Index sorting of M1 and M2 populations. Single cells in the M1 (dim fluorescence, gated FL1 intensity 126–813) or M2 (strong fluorescence, gated FL1 intensity 1,263–9,910) population were sorted into 96-well plates and cultured for 7 days. (A) The colony phenotype (positive, negative, or mixed colonies, final magnification ×100) was determined by fluorescence microscopy. Index data [plate location, forward scatter (FSC), side scatter (SSC), FL1 (green), and FL2 (red)] that had been collected at the time of cell sorting were linked later to the colony phenotype.

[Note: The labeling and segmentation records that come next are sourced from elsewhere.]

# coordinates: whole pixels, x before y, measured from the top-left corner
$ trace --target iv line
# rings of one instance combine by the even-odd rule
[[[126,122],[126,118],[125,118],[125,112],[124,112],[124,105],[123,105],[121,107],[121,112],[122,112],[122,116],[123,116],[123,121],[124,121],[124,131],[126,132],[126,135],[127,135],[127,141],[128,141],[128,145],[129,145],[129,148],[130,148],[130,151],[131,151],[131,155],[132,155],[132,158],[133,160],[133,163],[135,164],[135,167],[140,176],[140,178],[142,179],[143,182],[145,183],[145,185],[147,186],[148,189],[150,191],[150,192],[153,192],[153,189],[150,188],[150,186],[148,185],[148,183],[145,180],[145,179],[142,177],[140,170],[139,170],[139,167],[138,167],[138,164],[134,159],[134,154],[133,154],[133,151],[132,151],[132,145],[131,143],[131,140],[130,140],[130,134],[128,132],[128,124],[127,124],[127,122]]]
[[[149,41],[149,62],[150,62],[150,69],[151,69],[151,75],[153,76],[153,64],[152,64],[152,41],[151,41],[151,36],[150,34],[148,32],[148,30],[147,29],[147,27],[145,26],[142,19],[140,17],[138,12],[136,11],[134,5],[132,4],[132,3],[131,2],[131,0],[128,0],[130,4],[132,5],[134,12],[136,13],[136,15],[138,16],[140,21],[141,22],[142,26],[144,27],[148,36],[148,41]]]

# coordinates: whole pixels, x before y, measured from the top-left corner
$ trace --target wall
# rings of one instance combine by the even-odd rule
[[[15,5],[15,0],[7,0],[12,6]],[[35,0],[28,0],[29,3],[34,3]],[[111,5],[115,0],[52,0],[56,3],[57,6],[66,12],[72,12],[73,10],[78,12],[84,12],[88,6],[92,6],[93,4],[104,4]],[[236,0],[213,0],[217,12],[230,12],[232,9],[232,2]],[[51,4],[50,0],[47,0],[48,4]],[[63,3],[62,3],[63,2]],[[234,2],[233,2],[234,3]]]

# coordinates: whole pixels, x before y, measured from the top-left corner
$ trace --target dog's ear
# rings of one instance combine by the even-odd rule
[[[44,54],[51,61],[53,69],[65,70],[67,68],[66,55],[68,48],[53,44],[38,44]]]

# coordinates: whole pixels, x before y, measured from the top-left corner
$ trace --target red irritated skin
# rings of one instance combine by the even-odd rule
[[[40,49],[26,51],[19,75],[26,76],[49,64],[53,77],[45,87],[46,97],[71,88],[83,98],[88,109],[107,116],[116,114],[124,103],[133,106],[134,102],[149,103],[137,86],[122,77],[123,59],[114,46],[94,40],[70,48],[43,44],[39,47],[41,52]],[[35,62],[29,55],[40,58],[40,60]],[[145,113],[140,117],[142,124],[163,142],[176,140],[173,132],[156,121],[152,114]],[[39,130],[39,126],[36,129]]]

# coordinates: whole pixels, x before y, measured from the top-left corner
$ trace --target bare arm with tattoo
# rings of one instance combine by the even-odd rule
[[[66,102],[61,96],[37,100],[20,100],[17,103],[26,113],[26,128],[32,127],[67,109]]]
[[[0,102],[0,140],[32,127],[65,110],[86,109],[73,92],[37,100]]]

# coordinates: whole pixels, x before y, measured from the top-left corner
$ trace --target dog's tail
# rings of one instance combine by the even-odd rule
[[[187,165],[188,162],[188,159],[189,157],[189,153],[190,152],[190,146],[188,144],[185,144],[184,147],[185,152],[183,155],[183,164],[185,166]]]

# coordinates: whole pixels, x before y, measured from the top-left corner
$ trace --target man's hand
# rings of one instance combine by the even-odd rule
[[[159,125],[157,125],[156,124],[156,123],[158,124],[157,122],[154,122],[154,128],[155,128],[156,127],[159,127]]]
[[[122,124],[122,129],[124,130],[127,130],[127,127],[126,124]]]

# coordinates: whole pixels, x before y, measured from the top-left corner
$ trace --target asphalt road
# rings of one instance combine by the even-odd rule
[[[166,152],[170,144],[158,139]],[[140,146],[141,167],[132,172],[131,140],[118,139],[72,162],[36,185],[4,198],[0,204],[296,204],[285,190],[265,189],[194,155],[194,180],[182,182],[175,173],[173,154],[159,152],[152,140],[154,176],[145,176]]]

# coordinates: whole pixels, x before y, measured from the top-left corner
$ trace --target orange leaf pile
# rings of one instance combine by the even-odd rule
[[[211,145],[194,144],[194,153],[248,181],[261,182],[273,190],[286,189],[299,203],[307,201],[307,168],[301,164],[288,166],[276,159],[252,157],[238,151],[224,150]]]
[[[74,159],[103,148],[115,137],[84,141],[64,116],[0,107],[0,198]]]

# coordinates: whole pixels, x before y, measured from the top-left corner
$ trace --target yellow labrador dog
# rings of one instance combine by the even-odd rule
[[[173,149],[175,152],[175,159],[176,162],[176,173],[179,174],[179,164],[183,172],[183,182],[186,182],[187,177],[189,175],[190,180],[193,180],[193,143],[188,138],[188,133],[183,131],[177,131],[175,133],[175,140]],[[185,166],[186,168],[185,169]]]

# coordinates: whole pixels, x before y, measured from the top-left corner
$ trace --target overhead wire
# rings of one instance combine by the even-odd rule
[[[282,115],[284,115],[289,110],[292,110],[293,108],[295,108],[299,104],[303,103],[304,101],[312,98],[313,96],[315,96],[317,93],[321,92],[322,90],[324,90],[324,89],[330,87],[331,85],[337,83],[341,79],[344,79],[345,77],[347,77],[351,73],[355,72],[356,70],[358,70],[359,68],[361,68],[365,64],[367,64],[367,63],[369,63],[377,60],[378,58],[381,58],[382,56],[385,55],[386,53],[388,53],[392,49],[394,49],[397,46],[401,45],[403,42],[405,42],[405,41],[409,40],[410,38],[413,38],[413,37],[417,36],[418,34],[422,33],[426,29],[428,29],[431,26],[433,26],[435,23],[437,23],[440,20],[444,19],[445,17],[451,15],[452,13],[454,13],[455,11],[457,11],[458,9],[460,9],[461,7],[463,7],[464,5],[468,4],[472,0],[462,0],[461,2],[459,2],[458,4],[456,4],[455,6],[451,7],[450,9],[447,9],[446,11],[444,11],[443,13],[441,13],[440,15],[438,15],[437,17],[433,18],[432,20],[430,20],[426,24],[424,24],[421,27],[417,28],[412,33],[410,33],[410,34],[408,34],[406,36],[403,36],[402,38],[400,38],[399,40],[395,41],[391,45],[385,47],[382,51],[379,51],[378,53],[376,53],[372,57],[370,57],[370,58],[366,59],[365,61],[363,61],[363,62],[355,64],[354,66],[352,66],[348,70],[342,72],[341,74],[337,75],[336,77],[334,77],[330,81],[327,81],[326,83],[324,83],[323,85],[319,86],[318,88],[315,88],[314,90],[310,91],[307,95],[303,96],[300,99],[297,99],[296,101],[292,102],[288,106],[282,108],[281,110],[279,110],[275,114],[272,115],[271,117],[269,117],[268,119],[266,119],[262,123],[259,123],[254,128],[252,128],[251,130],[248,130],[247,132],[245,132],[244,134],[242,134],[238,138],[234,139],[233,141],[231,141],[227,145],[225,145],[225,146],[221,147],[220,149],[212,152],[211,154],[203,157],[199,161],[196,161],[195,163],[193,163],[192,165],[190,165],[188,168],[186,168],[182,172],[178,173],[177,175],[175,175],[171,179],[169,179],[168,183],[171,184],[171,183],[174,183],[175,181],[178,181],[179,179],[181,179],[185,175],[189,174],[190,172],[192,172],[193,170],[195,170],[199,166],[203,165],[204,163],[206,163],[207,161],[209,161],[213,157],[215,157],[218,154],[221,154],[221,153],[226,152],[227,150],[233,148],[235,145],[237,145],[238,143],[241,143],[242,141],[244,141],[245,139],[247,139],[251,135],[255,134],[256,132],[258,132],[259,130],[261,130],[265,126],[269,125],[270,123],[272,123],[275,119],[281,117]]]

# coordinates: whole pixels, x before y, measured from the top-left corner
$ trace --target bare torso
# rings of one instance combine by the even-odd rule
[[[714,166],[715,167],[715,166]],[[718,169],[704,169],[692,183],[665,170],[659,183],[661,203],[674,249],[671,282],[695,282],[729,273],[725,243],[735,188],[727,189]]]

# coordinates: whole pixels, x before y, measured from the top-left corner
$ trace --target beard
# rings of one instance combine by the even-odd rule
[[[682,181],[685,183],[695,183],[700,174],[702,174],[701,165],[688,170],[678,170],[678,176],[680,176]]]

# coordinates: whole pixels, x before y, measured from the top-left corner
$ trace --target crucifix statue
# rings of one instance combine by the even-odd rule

M1 cells that gave rise to positive colonies were labeled “positive M1 cells” (n = 10), and M1 cells that gave rise to negative or mixed colonies were labeled “negative M1 cells” (n = 26) or “mixed M1 cells” (n = 12), respectively. M2 cells gave rise only to positive colonies and were designated “positive M2 cells” (n = 23). (B) At the time of cell sorting, negative M1 cells expressed significantly less EGFP than positive M1 cells or mixed M1 cells (see text). (C) When comparing cell size and granularity (FSC/SSC), the mixed M1 cells colocalized within the other populations, indicating that they are single cells.

Figure 6

M1 and M2 populations in HCT116+chr3 cells. Sorted HCT116+chr3 cells (containing a wild-type copy of hMLH1) were analyzed after 10, 17, and 32 days of culture, and the M1 and M2 populations (percent cells of R1) were plotted for each time point and for each of three different clones (A3.1, circles; A3.3, squares; A3.7, triangles). The M1 population showed little change over time and was similar in size as seen in HCT116 cell clones (average size 0.45%; 95% confidence interval 0.34–0.55%). Although M2 cells were rare events (note different scales on the y axes), they also showed an increase over time. The M2 population of the A3.3 clone, however, had dropped at day 32, possibly due to dilution errors during serial passage of the cells.

Figure 7

Pathway of postreplicational frame-shift mutations. After the initial polymerase error, one of the two newly synthesized DNA strands loses 2 bp, (CA)₁₃ to (CA)₁₂ or (GT)₁₃ to (GT)₁₂. If this event occurs on the antisense strand [(GT)₁₃ to (GT)₁₂], the intermediate mutant of generation one starts to express EGFP and the cell becomes dimly fluorescent. If the mutation is not repaired, the cell divides into a wild-type cell and an intermediate mutant cell of generation two. The wild-type cell loses and the intermediate mutant cell gains fluorescence. If the mutation is not repaired, the intermediate mutant cell of generation two gives rise to another wild-type cell, and a mutant cell now carriers two mutant strands at the microsatellite sequence [(CA)₁₂⋅(GT)₁₂].